= Country Club Dispute =

Territorial dispute between Texas and New Mexico

The Country Club Area is a suburb of El Paso, Texas. It was the object of a lengthy border dispute between Texas and New Mexico.

==Origins==
As part of the Compromise of 1850, Texas gave up its claim to portions of present-day New Mexico, Colorado, Wyoming, Kansas and Oklahoma in exchange for $10,000,000, and New Mexico became a territory. The pertinent boundary of Texas was set in 1850 where the Rio Grande intersects the 32nd parallel. A line from that point along the 32nd parallel to the 103rd meridian defined the southern border of New Mexico.

After the Gadsden Purchase in 1853, Congress passed the Act of 1854 declaring the southern boundary of the Territory of New Mexico. This basically gave all Gadsden Purchase lands to New Mexico (which then included what is now Arizona), thereby creating a 12-mile-long Rio Grande boundary between the State of Texas and New Mexico Territory.
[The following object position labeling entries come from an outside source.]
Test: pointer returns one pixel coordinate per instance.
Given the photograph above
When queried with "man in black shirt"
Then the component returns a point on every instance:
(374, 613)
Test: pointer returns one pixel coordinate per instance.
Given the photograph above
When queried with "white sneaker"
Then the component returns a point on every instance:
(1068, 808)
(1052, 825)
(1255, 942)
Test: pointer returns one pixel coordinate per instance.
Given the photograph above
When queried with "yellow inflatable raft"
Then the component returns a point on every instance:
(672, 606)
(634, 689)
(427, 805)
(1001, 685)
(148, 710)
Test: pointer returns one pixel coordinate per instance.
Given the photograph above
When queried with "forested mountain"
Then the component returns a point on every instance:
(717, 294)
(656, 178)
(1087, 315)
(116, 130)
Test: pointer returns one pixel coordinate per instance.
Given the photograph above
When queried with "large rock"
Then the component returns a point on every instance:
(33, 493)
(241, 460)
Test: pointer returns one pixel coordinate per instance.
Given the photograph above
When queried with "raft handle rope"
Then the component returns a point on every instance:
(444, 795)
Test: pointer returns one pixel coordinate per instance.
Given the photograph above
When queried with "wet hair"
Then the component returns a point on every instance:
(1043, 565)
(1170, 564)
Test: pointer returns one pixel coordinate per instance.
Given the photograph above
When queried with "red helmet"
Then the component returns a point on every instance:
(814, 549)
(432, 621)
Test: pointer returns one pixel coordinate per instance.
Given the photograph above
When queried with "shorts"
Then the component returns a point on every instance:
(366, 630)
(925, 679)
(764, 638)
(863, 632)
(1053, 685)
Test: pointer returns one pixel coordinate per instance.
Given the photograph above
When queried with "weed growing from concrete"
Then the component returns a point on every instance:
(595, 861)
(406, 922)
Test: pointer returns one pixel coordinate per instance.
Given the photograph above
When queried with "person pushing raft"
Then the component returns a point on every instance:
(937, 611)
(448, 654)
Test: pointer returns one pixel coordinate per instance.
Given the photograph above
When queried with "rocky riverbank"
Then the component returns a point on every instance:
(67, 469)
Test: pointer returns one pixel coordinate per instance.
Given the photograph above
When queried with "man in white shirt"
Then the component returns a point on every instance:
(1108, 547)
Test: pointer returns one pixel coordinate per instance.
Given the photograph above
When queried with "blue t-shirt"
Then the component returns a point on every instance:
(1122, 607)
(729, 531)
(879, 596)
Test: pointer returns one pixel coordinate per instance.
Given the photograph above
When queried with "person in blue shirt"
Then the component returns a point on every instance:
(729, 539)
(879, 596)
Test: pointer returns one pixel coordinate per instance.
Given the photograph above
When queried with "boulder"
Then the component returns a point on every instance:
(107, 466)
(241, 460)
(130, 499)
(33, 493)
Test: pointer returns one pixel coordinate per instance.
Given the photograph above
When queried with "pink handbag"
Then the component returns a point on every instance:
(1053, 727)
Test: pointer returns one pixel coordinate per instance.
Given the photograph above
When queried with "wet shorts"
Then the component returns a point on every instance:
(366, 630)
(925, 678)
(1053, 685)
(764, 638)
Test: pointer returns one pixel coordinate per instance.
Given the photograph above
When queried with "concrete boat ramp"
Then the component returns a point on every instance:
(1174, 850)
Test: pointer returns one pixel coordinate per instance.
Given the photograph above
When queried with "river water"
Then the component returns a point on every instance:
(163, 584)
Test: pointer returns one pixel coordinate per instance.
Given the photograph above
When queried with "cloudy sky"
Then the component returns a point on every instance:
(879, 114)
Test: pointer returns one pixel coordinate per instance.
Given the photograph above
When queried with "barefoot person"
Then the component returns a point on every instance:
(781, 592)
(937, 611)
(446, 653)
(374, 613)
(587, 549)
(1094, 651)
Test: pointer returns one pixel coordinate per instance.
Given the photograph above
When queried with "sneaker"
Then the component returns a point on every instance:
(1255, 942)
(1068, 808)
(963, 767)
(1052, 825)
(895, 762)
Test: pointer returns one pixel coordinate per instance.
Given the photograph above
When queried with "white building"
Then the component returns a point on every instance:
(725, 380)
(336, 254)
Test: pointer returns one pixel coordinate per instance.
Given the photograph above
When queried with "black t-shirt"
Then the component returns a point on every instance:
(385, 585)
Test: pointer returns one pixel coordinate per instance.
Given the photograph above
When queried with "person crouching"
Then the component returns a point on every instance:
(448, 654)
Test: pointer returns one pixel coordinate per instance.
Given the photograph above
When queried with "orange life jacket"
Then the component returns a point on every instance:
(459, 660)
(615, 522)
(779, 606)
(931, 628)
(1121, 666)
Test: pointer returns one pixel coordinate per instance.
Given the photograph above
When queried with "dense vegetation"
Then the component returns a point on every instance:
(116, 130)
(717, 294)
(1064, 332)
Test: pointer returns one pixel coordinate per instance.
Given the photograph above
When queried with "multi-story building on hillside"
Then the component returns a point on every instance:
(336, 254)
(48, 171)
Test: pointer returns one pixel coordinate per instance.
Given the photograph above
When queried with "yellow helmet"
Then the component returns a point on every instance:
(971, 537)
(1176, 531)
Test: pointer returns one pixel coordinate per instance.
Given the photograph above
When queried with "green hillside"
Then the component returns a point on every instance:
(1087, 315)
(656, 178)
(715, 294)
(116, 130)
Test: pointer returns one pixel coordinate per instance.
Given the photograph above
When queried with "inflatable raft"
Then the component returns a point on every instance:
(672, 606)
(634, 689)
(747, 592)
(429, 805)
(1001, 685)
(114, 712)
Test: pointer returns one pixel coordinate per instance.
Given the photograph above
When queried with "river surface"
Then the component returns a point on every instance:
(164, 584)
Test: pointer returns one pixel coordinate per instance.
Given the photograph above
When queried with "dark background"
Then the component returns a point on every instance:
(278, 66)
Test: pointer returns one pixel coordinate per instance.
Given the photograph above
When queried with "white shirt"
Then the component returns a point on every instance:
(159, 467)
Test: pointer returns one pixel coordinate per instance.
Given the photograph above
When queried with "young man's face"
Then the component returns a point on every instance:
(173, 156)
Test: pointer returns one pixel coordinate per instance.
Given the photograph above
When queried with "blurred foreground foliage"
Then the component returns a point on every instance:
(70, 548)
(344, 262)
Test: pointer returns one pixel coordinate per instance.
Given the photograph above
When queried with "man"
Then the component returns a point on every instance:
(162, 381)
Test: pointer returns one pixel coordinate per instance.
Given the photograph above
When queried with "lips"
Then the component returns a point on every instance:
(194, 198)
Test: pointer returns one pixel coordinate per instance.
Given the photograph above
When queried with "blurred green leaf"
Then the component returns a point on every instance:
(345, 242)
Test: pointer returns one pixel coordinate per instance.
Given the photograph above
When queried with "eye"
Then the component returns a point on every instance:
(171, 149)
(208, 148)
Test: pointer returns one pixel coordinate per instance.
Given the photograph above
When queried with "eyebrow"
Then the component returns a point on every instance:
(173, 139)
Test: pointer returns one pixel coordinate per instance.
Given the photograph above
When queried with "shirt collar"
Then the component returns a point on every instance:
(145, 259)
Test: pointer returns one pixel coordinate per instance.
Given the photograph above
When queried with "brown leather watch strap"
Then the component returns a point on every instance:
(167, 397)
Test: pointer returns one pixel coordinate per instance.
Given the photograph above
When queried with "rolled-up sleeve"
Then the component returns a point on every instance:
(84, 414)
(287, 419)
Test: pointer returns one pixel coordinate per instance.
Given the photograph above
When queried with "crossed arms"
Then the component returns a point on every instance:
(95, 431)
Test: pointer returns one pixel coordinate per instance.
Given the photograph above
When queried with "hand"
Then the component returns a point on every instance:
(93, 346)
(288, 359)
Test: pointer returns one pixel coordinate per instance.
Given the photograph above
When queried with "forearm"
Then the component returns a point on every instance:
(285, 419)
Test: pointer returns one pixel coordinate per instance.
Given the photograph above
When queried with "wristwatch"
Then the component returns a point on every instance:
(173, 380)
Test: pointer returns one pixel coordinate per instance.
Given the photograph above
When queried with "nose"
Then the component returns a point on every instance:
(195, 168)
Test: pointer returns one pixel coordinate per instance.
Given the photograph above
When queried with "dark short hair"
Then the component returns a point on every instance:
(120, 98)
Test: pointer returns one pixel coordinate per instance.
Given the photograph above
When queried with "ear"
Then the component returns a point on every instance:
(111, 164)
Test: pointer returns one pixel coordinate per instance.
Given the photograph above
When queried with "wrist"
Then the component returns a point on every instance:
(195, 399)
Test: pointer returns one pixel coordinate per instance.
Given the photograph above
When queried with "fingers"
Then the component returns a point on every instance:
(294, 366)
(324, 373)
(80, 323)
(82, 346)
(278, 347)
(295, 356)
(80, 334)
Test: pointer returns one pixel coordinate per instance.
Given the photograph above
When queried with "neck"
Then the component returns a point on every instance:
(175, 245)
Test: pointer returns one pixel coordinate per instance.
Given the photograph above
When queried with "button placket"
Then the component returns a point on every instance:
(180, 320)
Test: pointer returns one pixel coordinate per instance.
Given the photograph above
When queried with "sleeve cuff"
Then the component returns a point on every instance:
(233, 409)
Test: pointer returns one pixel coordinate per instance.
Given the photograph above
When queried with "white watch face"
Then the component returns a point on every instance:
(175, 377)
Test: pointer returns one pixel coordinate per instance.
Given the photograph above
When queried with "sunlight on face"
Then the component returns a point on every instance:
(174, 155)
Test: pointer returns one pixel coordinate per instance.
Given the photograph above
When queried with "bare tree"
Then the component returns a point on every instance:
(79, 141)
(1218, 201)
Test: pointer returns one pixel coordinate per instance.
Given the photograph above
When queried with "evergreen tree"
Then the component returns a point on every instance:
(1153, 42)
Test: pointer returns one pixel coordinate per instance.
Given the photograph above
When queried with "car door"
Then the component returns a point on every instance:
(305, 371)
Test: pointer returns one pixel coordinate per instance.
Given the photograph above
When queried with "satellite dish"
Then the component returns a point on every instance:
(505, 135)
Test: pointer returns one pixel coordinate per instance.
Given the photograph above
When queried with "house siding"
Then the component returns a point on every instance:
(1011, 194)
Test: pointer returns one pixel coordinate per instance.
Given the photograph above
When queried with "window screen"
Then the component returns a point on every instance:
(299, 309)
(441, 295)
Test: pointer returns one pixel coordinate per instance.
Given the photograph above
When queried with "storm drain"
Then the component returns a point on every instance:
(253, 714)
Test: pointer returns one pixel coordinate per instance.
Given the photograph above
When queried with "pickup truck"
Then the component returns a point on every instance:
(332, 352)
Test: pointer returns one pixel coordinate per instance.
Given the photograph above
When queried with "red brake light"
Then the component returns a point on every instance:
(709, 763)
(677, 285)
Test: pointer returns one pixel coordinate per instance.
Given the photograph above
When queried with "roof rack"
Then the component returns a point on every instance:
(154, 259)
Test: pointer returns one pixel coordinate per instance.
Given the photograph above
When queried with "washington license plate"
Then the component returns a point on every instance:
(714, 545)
Sometime between 1850 and 1912, when New Mexico gained statehood, the Rio Grande shifted course. How much it shifted, where, and in which direction were the central issues in dispute, as both sides agreed that the Rio Grande, as it existed in 1850, was the true boundary. By 1912, the de facto western boundary of Texas was well beyond the Rio Grande in most places. Deeds for lands over a half-mile west of the Rio Grande were filed in Texas, taxes for these lands were paid in Texas, and the residents voted in Texas.

The stakes of the dispute were more than trivial to these two vast states because of the value of the lands involved. As part of the Chihuahua Desert, lands in proximity to the Rio Grande were substantially more lush and fertile, and hence more valuable than similar sized tracts elsewhere in the region. In addition to productive farms, valuable homes and a country club were built in the vicinity (though not necessarily on the disputed land), hence the name of the dispute (El Paso Country Club is located at ).

==Resolution==
In 1913, New Mexico filed suit against Texas in the U.S. Supreme Court. The Court appointed a special master to make findings of fact on the disputed issues in the case. The Court heard oral arguments by both states in New Mexico v. Texas in 1927, and announced its verdict later that year. Essentially, the Court sided with Texas with respect to most facts in the case and in its final verdict. They also implied that New Mexico had no standing to dispute any changes to its borders made before it gained statehood in 1912; those boundaries were an issue between Texas and the U.S. Federal Government.

Today, this remains the only major area where Texas extends beyond the Rio Grande.